Предметом их особой гордости было то, что за четыре года, с 1982-го по 1986-й, им удалось-таки сломать более ста человек. Этим тоже руководили из ЦК, не жалея своего драгоценного времени. И когда, спасаясь от неминуемой гибели, пришлось им ввести контролируемый процесс «гласности», то начали его с «доламывания» оставшихся зэков, с уничтожения ядра оппозиции. Руководил этим лично Горбачев.
5. Закон и целесообразность
— Уважаемые судьи! Сегодня у меня необычный день: впервые за всю свою жизнь в этом городе я выступаю в суде не в качестве подсудимого, а в качестве свидетеля…

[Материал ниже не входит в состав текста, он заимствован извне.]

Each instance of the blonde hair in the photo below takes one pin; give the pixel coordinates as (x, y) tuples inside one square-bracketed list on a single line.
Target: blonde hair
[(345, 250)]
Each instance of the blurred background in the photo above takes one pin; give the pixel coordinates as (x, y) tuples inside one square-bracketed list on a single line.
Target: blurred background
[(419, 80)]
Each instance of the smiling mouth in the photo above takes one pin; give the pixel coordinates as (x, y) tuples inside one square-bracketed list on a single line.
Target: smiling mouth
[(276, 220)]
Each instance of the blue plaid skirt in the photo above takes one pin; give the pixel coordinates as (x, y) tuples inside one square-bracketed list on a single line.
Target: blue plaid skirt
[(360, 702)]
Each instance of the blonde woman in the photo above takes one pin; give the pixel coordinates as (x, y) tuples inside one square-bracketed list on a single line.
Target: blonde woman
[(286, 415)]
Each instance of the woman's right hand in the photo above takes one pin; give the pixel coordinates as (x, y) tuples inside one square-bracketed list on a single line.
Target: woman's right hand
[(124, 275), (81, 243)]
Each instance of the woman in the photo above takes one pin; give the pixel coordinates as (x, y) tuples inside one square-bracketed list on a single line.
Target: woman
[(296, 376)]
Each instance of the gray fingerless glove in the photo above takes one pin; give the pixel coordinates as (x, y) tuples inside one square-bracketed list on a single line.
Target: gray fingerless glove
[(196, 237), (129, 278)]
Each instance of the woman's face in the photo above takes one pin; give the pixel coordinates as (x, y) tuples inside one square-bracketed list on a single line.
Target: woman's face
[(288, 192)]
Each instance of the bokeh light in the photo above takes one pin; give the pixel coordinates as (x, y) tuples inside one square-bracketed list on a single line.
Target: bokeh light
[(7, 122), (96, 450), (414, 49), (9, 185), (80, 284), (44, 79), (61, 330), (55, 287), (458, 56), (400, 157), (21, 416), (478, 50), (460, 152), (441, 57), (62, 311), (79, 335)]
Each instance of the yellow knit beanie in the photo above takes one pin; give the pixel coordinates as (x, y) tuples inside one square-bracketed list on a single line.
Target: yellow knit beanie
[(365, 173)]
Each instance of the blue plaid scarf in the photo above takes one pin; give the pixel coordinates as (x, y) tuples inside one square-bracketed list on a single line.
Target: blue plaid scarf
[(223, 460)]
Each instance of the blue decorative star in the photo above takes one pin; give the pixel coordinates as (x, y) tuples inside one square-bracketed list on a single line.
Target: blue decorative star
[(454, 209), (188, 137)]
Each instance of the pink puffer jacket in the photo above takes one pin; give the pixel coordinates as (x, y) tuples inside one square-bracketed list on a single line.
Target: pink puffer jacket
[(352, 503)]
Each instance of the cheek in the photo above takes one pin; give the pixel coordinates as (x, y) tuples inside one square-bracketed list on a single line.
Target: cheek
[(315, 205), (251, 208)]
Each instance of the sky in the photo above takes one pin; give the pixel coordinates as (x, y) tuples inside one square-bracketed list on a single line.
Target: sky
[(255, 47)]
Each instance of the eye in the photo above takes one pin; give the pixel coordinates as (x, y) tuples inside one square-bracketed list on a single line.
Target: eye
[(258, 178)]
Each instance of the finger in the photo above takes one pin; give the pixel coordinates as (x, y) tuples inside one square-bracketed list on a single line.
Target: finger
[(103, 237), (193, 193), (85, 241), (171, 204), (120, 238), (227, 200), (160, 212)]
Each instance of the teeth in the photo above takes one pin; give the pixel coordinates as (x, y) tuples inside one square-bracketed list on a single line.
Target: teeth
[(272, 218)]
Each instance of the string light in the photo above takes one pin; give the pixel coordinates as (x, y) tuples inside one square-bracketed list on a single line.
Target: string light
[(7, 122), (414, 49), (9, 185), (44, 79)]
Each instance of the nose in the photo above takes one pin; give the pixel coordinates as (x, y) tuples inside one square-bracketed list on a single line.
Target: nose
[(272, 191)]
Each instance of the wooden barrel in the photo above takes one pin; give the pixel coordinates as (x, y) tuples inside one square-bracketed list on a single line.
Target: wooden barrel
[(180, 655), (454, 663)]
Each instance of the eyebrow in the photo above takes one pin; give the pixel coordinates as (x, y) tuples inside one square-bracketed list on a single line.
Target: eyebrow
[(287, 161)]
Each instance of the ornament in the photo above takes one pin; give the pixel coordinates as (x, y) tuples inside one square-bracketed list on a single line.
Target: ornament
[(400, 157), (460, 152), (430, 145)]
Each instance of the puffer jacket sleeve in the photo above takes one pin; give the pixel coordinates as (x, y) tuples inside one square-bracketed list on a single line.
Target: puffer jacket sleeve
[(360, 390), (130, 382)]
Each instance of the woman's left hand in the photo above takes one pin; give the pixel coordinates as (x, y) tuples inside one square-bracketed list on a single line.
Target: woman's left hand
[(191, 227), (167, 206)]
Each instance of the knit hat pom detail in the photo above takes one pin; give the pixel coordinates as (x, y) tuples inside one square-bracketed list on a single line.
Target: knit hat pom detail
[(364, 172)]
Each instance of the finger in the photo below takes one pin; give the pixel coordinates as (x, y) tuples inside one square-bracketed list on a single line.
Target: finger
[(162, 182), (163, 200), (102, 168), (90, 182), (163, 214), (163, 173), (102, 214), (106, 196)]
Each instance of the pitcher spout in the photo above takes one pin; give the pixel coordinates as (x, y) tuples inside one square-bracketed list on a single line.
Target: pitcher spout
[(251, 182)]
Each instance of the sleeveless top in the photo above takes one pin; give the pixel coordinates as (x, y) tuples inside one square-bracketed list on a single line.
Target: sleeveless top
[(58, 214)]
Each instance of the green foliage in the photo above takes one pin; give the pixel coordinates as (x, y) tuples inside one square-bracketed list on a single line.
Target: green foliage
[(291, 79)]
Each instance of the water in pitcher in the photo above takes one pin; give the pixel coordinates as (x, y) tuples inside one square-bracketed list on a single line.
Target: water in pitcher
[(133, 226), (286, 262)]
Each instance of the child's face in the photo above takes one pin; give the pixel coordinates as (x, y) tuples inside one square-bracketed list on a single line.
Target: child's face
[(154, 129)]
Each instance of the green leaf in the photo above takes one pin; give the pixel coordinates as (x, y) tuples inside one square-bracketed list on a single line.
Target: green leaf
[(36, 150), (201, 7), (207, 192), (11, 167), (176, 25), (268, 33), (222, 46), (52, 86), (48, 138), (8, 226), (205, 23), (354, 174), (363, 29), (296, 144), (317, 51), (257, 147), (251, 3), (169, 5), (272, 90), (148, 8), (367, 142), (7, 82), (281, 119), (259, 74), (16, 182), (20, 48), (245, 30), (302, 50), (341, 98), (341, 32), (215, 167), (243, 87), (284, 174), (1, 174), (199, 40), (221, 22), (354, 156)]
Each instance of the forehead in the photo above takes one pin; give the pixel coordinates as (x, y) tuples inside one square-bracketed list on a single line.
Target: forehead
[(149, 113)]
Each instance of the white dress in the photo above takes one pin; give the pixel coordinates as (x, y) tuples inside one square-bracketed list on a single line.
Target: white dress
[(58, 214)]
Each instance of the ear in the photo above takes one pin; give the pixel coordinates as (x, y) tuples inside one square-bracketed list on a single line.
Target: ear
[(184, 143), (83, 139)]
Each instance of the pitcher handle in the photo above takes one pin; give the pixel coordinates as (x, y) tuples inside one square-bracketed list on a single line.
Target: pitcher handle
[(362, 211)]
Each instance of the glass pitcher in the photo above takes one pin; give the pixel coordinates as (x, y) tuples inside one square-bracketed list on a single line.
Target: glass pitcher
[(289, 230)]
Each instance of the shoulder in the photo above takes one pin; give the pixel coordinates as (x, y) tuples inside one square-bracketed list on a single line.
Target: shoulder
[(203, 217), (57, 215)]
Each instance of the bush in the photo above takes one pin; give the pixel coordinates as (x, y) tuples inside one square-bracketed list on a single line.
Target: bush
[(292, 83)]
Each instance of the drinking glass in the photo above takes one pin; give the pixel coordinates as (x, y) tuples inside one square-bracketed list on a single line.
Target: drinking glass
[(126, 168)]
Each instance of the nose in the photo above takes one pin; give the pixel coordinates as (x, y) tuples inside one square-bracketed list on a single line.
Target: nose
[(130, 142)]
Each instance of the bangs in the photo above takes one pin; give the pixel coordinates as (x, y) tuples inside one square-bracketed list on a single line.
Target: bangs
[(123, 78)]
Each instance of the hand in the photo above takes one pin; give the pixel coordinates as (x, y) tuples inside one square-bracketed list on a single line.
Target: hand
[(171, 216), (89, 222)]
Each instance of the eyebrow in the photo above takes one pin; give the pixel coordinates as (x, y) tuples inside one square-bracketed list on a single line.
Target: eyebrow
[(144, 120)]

Комичность положения усугублялась тем, что и первый раз, выступая в качестве подсудимого в 1967 году, я говорил ровно о том же — о беззакониях, о неконституционности как самой КПСС, так и творимых ею политических репрессий. Настолько то же самое, что теперь,
Подчеркнуто правозащитный характер нашего движения всегда вызывал массу недоумения и даже нареканий. Не в том было дело, что факты нарушения коммунистической властью своих же собственных законов были кому-то неизвестны, а идея требовать их соблюдения — слишком сложна. Напротив, вряд ли мог найтись в те годы такой человек, который бы всего этого не знал, не видел. Но — зачем? Какой в этом прок?
— Вы что, хотите усовершенствовать советскую власть? — язвили советские люди, обычно из числа тех, кто считал, что нас все равно «слишком мало», чтобы к нам присоединяться.
— Скажите, а когда же ваше движение, наконец, откажется от ссылок на советские законы и перейдет к открытым действиям? — вторили им на Западе те, кто никогда не жил под пятой режима.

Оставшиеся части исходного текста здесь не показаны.